LLS thanks the family of Michael Garil, and his parents Bernie and Ethel Garil, for their support of LLS and the blood cancer community. The National Patient Registry is a project of the Michael J. Garil Patient Data Collective, which was created to honor their son’s memory.
The LLS National Patient Registry Reports Data on T-cell Production from COVID-19 Vaccines
RYE BROOK, N.Y., September 8, 2022 – A new study from The Leukemia & Lymphoma Society (LLS), published in Blood Cancer Discovery, a journal of the American Association for Cancer Research (Greenberger et al. 2022. Blood Cancer Disc. T cell response and 3rd serological response.mRNA vaccine), reports that blood cancer patients who do not produce detectable antibodies after COVID-19 vaccination may have another form of protection: T-cells that are designed to attack the COVID-19 virus. Findings from the LLS National Patient Registry, a project of the Michael J. Garil Patient Data Collective, showed that 45% of blood cancer patients who had no detectable antibodies after two Moderna or Pfizer/BioNtech vaccines generated T-cells.

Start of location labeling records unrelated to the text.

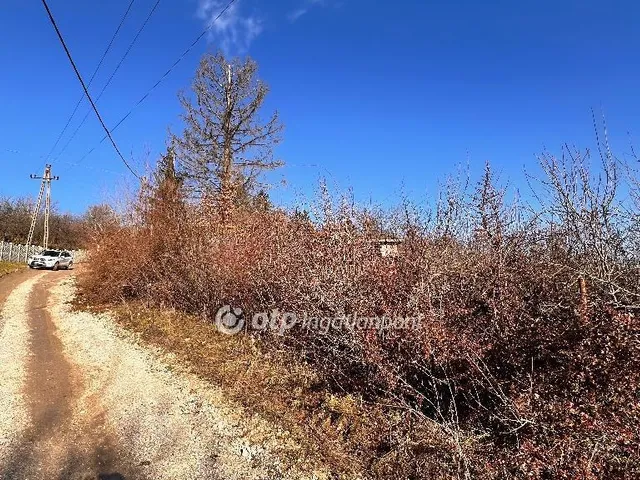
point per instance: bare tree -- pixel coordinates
(225, 144)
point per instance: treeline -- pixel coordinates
(525, 362)
(65, 230)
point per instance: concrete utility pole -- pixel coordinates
(45, 188)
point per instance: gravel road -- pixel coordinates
(81, 399)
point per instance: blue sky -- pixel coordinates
(382, 97)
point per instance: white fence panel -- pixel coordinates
(14, 252)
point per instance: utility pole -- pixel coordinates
(45, 190)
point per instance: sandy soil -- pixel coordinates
(81, 399)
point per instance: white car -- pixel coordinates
(52, 259)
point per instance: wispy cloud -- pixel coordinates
(234, 30)
(307, 5)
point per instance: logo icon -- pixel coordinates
(229, 320)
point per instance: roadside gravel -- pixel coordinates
(172, 424)
(14, 354)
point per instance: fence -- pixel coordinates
(13, 252)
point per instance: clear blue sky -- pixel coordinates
(384, 97)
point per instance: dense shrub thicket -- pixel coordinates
(526, 357)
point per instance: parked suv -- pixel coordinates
(53, 259)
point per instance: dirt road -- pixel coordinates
(81, 399)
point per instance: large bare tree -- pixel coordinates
(226, 144)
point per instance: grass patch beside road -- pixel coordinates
(10, 267)
(334, 430)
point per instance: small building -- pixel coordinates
(389, 247)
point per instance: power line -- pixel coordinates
(93, 76)
(162, 78)
(113, 74)
(84, 87)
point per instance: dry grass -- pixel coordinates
(341, 431)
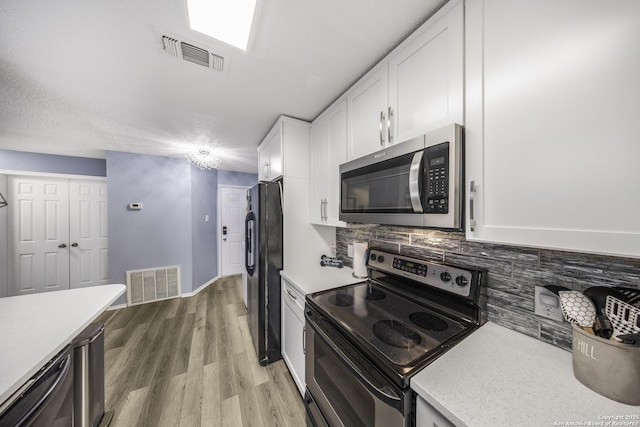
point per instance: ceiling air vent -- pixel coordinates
(197, 55)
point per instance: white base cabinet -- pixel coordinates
(552, 124)
(293, 330)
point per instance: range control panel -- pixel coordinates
(444, 277)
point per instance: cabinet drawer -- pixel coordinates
(293, 296)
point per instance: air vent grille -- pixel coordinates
(170, 46)
(188, 52)
(153, 284)
(195, 54)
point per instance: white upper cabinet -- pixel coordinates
(270, 155)
(417, 88)
(426, 78)
(552, 108)
(329, 151)
(368, 104)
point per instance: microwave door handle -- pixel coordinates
(414, 182)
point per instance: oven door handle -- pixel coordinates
(414, 182)
(393, 400)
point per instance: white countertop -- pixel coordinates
(320, 278)
(34, 328)
(499, 377)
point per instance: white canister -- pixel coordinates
(360, 259)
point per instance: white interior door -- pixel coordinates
(88, 236)
(233, 204)
(38, 235)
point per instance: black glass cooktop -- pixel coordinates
(399, 329)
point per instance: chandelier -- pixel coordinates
(204, 158)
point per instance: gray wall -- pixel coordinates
(237, 178)
(158, 235)
(35, 162)
(512, 272)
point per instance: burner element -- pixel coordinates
(374, 294)
(341, 299)
(428, 321)
(396, 334)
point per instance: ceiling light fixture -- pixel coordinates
(229, 21)
(203, 158)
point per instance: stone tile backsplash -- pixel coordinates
(511, 272)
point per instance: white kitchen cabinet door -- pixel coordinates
(368, 104)
(270, 155)
(329, 151)
(263, 161)
(552, 124)
(319, 183)
(426, 78)
(293, 330)
(275, 154)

Antibodies and T-cells have critical, but distinct, jobs in fighting COVID-19. High antibodies levels neutralize the virus as soon it enters the respiratory system, preventing it from entering cells, thereby blocking infection completely. T-cells work later in the process, attacking the virus once it is inside cells, limiting virus replication and its ability to cause damage.
“As LLS continues to contribute important scientific information about how COVID-19 vaccines work, our message to blood cancer patients remains the same: get vaccinated, act unvaccinated,” says study author Lee Greenberger, Ph.D., Chief Scientific Officer of LLS. “This means getting all of your vaccine doses as recommended by public health officials—they are safe, and most patients will have at least some benefit—but don’t throw away your mask just yet.”
Third primary dose of COVID-19 vaccine improves antibody response in many blood cancer patients
The new paper also reports on the effect of a third primary COVID-19 vaccine dose on antibody levels in blood cancer patients. About 1 in 4 blood cancer patients will not develop antibodies after the first two doses, so the Centers for Disease Control and Prevention (CDC) recommends a third primary dose in this group (plus a new bivalent booster for those 12 and older) (click here for more information). The LLS study shows that the third dose is helpful, spurring significant levels of antibodies in another 20% of those who lag behind after two doses, and leading to a sizeable increase in antibody levels for those who already have them.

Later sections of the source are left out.